Wednesday, October 12, 2011

Attaching licenses and rights to linked data

At present, every data providers are thinking to break their data silos and publish the data into the web.


Increasing of web data cloud create new challenges. Vendors that consume linked Data must evaluate the quality and trust worthiness of the data. For example, A concept "Europe" from AGROVOC has been mapped with a concept "Europe" from the DBPedia. When a user opens html pages of Europe in the AGROVOC and see a mapping link of DBpedia and click the DBpedia link. It returns a html page for EUROPE that having an adult contents.

Users might get wrong impression about the Linked Open Data. For reason, a data quality such as accuracy, timeliness, reliability and trustworthiness are very important.


A common approach of Data quality is the analysis of provenance. It is one of the main factor that fluence the turst of users in the web.

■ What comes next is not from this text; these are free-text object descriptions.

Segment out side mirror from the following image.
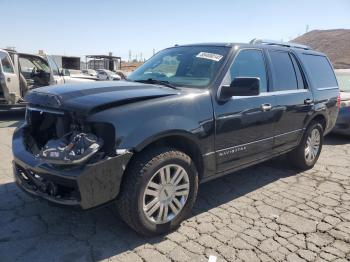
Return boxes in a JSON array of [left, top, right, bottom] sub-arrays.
[[219, 77, 260, 100]]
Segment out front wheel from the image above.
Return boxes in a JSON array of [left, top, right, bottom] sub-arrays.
[[288, 121, 324, 170], [116, 147, 198, 236]]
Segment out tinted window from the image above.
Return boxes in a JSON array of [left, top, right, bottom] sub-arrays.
[[224, 49, 267, 92], [0, 55, 14, 73], [302, 54, 337, 89], [269, 51, 298, 91], [290, 54, 305, 89]]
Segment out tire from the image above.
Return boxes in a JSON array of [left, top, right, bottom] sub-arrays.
[[288, 121, 324, 170], [116, 147, 199, 236]]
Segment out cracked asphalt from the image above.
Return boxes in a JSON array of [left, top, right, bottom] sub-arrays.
[[1, 110, 350, 262]]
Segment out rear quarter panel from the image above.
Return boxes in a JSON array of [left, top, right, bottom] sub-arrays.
[[295, 50, 339, 134]]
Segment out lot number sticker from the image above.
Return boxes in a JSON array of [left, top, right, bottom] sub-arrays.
[[196, 52, 223, 62]]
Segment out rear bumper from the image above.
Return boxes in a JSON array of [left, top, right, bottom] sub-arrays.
[[332, 107, 350, 135], [12, 127, 133, 209]]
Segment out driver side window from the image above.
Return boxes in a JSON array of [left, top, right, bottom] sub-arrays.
[[224, 49, 268, 92], [47, 56, 60, 76]]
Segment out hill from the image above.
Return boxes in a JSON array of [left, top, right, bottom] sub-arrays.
[[293, 29, 350, 69]]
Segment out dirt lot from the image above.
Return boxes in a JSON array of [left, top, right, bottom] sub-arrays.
[[1, 111, 350, 262]]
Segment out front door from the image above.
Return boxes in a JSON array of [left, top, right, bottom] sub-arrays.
[[214, 49, 278, 173], [0, 50, 20, 103]]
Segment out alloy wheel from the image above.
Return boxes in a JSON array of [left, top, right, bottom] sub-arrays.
[[142, 164, 190, 224], [305, 128, 321, 164]]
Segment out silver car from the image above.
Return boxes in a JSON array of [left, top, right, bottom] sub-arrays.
[[333, 69, 350, 135]]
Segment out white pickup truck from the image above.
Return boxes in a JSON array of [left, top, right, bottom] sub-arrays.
[[0, 49, 95, 109]]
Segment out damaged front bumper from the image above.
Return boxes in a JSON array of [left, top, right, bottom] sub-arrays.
[[12, 127, 133, 209]]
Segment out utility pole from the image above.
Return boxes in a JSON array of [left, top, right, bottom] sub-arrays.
[[152, 48, 155, 56], [128, 50, 132, 62], [306, 24, 309, 33]]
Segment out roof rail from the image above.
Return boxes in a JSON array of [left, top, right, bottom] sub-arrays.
[[249, 38, 311, 50]]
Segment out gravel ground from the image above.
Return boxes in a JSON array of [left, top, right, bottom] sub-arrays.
[[0, 111, 350, 262]]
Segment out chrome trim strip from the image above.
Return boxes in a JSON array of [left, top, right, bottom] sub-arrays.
[[27, 106, 64, 115], [215, 136, 273, 153], [115, 149, 130, 155], [269, 89, 309, 95], [274, 128, 304, 138], [317, 86, 338, 91], [226, 88, 310, 99], [203, 128, 304, 156]]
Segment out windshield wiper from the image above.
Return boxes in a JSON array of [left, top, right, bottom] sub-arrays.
[[133, 78, 180, 90]]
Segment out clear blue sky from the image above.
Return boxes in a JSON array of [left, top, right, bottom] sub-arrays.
[[0, 0, 349, 60]]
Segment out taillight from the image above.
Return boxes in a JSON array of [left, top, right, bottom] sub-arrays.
[[337, 94, 341, 108]]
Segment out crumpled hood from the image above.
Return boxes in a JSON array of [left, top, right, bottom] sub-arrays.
[[25, 81, 179, 114]]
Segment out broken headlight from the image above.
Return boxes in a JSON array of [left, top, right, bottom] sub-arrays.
[[38, 132, 103, 165]]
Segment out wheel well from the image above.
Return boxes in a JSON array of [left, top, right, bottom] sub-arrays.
[[133, 135, 204, 179], [310, 115, 327, 131]]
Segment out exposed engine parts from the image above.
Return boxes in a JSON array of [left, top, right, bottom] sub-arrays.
[[39, 132, 103, 165]]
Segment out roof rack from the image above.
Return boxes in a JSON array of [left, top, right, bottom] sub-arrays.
[[249, 38, 311, 50]]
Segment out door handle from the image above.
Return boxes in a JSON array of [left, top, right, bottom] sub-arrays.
[[7, 77, 10, 82], [304, 98, 313, 105], [261, 103, 272, 111]]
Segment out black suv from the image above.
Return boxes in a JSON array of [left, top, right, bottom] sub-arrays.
[[13, 40, 339, 235]]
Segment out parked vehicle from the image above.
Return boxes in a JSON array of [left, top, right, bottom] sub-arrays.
[[61, 68, 98, 81], [333, 69, 350, 135], [96, 69, 121, 80], [45, 55, 97, 85], [13, 40, 339, 236], [0, 49, 95, 108], [0, 49, 51, 106], [82, 69, 98, 77]]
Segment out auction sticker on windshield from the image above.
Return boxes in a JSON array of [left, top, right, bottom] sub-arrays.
[[196, 52, 223, 62]]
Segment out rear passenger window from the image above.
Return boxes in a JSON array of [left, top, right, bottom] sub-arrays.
[[302, 54, 337, 89], [269, 51, 298, 91], [225, 49, 267, 92]]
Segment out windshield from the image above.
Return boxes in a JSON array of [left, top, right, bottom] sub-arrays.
[[127, 46, 230, 88], [19, 56, 51, 74], [336, 73, 350, 92]]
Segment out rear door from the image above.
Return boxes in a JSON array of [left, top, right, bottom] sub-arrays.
[[214, 49, 278, 172], [267, 50, 313, 152], [0, 50, 20, 103]]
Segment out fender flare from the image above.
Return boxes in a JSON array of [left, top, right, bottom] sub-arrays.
[[134, 129, 203, 153]]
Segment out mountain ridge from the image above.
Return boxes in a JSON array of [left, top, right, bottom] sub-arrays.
[[293, 29, 350, 69]]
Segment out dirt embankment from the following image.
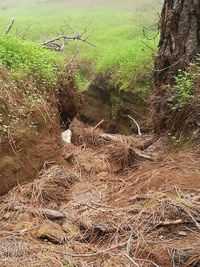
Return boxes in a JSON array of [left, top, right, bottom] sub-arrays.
[[0, 72, 81, 195], [80, 76, 150, 135]]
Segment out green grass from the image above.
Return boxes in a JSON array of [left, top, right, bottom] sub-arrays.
[[0, 0, 161, 91], [0, 36, 62, 83]]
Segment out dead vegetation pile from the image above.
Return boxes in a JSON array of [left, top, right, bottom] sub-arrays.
[[28, 165, 77, 205], [2, 165, 77, 217], [68, 118, 157, 172], [0, 119, 199, 267], [69, 118, 103, 146]]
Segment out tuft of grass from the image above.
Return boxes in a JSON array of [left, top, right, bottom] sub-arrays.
[[0, 36, 62, 84], [174, 70, 194, 109]]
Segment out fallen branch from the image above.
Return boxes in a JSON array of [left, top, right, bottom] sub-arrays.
[[100, 133, 155, 149], [100, 133, 119, 141], [99, 133, 154, 161], [132, 147, 154, 161], [42, 35, 80, 46], [158, 219, 183, 227], [5, 17, 15, 35], [42, 34, 96, 51], [128, 115, 142, 136]]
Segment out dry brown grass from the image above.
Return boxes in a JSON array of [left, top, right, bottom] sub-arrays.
[[97, 137, 134, 170], [28, 165, 77, 204], [7, 165, 77, 206], [70, 118, 103, 147], [153, 84, 200, 139], [0, 119, 200, 267], [1, 166, 200, 267]]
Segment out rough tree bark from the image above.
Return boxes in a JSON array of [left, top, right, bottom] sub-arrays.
[[154, 0, 200, 86]]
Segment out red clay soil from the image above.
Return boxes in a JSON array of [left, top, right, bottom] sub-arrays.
[[0, 121, 65, 195]]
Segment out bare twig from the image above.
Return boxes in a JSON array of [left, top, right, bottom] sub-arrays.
[[66, 46, 79, 68], [93, 119, 104, 130], [20, 22, 38, 39], [142, 26, 159, 41], [51, 240, 128, 258], [42, 34, 96, 51], [123, 253, 140, 267], [5, 17, 15, 35], [158, 219, 183, 227], [132, 147, 154, 161], [126, 234, 134, 254], [42, 35, 80, 46], [141, 40, 155, 51], [139, 259, 161, 267], [128, 115, 142, 136]]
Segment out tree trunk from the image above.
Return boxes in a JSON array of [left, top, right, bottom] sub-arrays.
[[154, 0, 200, 86]]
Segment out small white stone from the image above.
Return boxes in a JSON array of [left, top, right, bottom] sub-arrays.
[[178, 231, 187, 237], [42, 208, 66, 220], [61, 129, 72, 144]]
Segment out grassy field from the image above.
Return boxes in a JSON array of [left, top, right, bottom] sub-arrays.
[[0, 0, 161, 91]]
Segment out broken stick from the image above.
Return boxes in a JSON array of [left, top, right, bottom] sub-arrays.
[[5, 17, 15, 35]]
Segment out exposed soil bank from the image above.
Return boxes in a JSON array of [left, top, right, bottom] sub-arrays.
[[57, 73, 81, 128], [79, 76, 150, 135], [0, 120, 63, 195], [0, 74, 80, 195]]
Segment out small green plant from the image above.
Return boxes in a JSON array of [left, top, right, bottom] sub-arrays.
[[168, 133, 182, 148], [75, 70, 90, 91], [63, 259, 77, 267], [171, 135, 181, 147], [174, 70, 194, 109]]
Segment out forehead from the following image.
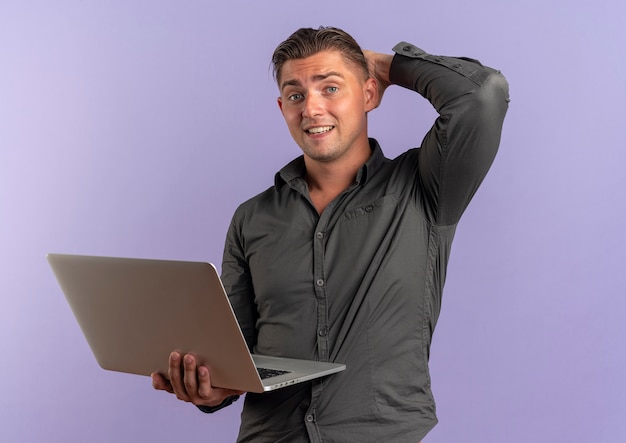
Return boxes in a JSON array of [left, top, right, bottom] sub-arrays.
[[279, 50, 363, 90]]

Provenance has been widely used in art history and archival studies, to track the history of the owership of a valued object or work of art or literature. The study of provenance in computer science can be traced back to the work of view updates from the database communities since 1970 . In recent years, the study of provenance has attracted wide attention in the web contents due to LD. Further more, provenance information about a data items is information about the history of the item, starting from its creations, including information about its origins. Several terms have been used to name the tracing of the origin of data such as pedigree, lineage, audit and provenance.

We can divide the provenance based on granularity: Workflow and Data provenance. In our case, we consider the data provenance. A simple way, we can represent the provenance information by introducing some context information in the data. Data can be structure or non structure. To deal the non-structure data, we need to covert these data as structure data. One of the solution is make RDF (resource description framework) so that we can define a concept and URI from these non-structure data . Each concept has properties and attributes. By adding some properties with a concept, we can exchange the secure information. I would like to propose a concept based provenance for the AGROVOC Concepts. But, it can be followed for any applications.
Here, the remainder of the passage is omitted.